---
title: "Quickstart: entropy balancing with `ebal`"
author: "Jens Hainmueller"
date: "`r format(Sys.Date(), '%B %Y')`"
output:
  rmarkdown::html_vignette:
    toc: true
    toc_depth: 2
vignette: >
  %\VignetteIndexEntry{Quickstart: entropy balancing with ebal}
  %\VignetteEngine{knitr::rmarkdown}
  %\VignetteEncoding{UTF-8}
---

```{r, include = FALSE}
knitr::opts_chunk$set(
  collapse = TRUE,
  comment = "#>",
  fig.width = 7,
  fig.height = 4.5,
  dpi = 96
)
set.seed(20260504)
```

## What is entropy balancing?

Entropy balancing (Hainmueller 2012) reweights a control sample so that
its covariate moments match the treated group's, with weights staying
as close as possible to a base distribution (uniform by default) in a
maximum-entropy sense. The output weights drop directly into a
`lm(..., weights = w)` call to estimate the average treatment effect on
the treated.

This vignette shows the package's user-facing API on a small toy
dataset.

```{r setup}
library(ebal)
```

## A minimal example

```{r toy}
set.seed(20260504)
n0 <- 200; n1 <- 100
X <- rbind(
  replicate(3, rnorm(n0, mean = 0)),       # controls
  replicate(3, rnorm(n1, mean = 0.5))      # treated, shifted
)
colnames(X) <- c("x1", "x2", "x3")
treatment <- c(rep(0, n0), rep(1, n1))
```

Pre-weighting, the control means differ from the treated means
markedly:

```{r raw-balance}
treated_means <- colMeans(X[treatment == 1, ])
control_means <- colMeans(X[treatment == 0, ])
rbind(treated = treated_means, control = control_means)
```

## Fit

```{r fit}
fit <- ebalance(treat ~ x1 + x2 + x3,
                data = data.frame(treat = treatment, X))
fit
```

Either the formula interface above, or the matrix interface
`ebalance(Treatment = treatment, X = X)`, works. Both produce an
`ebalance` object with print / summary / plot / weights methods.

## Tidy output

```{r tidy}
# tidy() / glance() / augment() are registered against the generics in
# the `generics` package, which `broom` re-exports. Loading either
# makes the methods discoverable.
library(generics)
tidy(fit)
glance(fit)
```

`tidy()` is a per-covariate balance table. `glance()` is a one-row
summary including the Kish effective sample size and convergence flag.
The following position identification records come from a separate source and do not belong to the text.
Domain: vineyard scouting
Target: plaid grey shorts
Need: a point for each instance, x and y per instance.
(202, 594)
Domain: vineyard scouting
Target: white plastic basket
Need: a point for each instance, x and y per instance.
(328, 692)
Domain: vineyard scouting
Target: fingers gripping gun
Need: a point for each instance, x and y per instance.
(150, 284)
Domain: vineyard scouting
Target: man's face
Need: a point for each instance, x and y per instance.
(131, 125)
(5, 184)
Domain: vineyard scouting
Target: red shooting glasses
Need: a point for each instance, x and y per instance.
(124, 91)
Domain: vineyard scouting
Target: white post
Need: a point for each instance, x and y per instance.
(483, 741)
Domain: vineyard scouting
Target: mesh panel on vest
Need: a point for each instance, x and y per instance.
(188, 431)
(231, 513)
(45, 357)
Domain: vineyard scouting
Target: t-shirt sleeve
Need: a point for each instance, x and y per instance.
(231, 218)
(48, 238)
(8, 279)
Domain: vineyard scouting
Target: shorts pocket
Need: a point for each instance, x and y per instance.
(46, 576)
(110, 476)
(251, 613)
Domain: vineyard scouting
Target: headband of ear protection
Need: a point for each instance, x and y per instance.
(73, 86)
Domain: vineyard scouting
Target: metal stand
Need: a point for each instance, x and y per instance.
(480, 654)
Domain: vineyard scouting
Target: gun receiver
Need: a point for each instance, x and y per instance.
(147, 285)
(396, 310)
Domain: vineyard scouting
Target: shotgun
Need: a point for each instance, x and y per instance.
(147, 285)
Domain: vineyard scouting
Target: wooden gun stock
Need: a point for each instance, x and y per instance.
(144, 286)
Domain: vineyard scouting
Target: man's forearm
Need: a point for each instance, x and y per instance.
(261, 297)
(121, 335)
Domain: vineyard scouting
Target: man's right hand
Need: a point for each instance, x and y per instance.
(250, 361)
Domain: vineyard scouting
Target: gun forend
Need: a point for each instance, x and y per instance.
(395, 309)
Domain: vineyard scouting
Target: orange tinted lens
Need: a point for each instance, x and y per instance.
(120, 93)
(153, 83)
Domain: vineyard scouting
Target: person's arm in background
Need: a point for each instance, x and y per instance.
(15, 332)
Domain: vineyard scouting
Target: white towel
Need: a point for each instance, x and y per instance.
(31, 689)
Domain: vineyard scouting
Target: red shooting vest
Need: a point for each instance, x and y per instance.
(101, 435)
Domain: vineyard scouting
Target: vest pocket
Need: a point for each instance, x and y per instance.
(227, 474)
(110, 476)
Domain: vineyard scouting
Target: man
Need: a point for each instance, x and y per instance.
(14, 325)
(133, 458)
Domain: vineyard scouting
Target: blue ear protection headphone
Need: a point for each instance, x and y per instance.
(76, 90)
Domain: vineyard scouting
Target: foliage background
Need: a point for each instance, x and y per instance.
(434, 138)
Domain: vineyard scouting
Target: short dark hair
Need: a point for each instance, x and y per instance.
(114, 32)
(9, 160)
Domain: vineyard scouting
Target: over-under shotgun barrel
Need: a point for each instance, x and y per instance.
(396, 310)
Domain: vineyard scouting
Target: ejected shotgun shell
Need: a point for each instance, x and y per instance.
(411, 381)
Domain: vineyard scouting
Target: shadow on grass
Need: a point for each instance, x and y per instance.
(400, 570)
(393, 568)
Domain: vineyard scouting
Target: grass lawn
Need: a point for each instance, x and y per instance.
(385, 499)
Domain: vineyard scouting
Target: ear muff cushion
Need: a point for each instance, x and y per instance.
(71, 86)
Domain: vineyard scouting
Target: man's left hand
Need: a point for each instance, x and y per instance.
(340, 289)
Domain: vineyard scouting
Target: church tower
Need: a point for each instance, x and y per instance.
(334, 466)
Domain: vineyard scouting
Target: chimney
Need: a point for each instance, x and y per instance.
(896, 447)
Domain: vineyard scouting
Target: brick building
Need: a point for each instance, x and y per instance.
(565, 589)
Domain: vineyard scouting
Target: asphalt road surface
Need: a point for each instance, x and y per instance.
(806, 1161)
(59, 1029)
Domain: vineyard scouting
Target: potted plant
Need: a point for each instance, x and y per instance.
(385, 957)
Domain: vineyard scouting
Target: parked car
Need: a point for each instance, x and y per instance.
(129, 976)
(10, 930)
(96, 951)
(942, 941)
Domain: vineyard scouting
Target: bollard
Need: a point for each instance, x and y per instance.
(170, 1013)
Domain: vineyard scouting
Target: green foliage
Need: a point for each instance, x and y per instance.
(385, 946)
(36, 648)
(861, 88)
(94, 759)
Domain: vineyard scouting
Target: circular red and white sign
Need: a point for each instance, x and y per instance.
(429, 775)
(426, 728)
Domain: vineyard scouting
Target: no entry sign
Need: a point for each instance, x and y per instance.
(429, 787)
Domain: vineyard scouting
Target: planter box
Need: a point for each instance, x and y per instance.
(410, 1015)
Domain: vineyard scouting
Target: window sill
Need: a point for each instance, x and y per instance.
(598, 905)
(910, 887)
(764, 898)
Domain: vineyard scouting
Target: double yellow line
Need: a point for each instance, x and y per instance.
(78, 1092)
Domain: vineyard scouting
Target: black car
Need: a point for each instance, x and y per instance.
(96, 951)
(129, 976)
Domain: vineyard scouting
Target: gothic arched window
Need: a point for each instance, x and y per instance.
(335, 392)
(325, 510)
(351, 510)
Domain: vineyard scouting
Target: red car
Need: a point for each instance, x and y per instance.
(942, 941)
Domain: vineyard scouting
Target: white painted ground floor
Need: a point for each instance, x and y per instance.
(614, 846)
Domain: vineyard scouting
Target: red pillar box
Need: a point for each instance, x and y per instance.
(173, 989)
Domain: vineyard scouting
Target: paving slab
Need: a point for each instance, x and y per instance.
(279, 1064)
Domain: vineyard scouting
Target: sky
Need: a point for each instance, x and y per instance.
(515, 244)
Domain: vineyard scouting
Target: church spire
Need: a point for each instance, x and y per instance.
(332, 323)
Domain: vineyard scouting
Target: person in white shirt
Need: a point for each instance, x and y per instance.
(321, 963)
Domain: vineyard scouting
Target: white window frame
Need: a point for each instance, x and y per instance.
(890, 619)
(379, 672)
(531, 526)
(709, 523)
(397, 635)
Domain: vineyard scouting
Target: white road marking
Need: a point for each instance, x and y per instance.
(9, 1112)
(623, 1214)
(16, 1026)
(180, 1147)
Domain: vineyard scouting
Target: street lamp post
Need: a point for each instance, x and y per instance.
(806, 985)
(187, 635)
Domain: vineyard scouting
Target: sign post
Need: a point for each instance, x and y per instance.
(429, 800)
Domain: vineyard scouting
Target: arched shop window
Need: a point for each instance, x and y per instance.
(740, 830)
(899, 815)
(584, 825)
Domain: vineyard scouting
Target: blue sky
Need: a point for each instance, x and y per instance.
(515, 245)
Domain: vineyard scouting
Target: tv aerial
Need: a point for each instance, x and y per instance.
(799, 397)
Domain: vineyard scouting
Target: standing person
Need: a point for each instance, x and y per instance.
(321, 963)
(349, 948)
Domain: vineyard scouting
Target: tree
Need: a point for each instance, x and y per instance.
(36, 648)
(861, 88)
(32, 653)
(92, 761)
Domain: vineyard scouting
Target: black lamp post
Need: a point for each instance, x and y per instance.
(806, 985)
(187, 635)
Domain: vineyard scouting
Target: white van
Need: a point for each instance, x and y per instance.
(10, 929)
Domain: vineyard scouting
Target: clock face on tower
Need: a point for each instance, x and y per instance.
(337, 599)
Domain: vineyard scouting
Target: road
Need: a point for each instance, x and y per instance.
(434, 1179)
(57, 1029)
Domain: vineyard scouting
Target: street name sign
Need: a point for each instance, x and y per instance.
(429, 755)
`weights(fit)` returns a length-`n` vector aligned to the original
data: treated units get weight 1, controls get the entropy-balancing
weight.

```{r weights-shape}
length(weights(fit))
range(weights(fit)[treatment == 0])
```

## Plotting

The base-graphics `plot(fit)` and the `ggplot2` `autoplot(fit)` both
produce a Love plot of standardized differences before vs. after
weighting:

```{r autoplot, eval = requireNamespace("ggplot2", quietly = TRUE)}
library(ggplot2)
autoplot(fit)
```

## Using the weights downstream

The natural drop-in for a weighted regression:

```{r weighted-lm, eval = FALSE}
df <- data.frame(treat = treatment, X, y = X[, 1] + 2 * treatment + rnorm(n0 + n1))
df$w <- weights(fit)
lm(y ~ treat, data = df, weights = w)
```

## Two solver methods

By default `ebalance()` uses Newton-Raphson on the dual problem (fast,
exact when the Hessian is well-conditioned). As of 0.3-0 you can also
use a torch-based autodiff solver (BFGS on gradients computed via
automatic differentiation) — contributed by Apoorva Lal:

```{r autodiff, eval = FALSE}
fit_ad <- ebalance(treat ~ x1 + x2 + x3,
                   data = data.frame(treat = treatment, X),
                   method = "autodiff")
```

The two methods produce equivalent weights (within solver tolerance).
Newton is faster on the small problems most users have; the autodiff
path is more stable when the optimization landscape is poorly
conditioned and scales better at large covariate counts. `torch` is in
`Suggests:`; the first call may require `torch::install_torch()` to
download libtorch.

## See also

- `?ebalance` for the long-form argument documentation.
- `?ebalance.trim` for trimmed weights when the base ebalance solution
  is too dispersed.
- `tidy()`, `glance()`, `augment()`, `autoplot()` — discoverable via
  `library(broom)` / `library(ggplot2)`.

## References

- Hainmueller, J. (2012). Entropy balancing for causal effects: A
  multivariate reweighting method to produce balanced samples in
  observational studies. *Political Analysis*, 20(1), 25–46.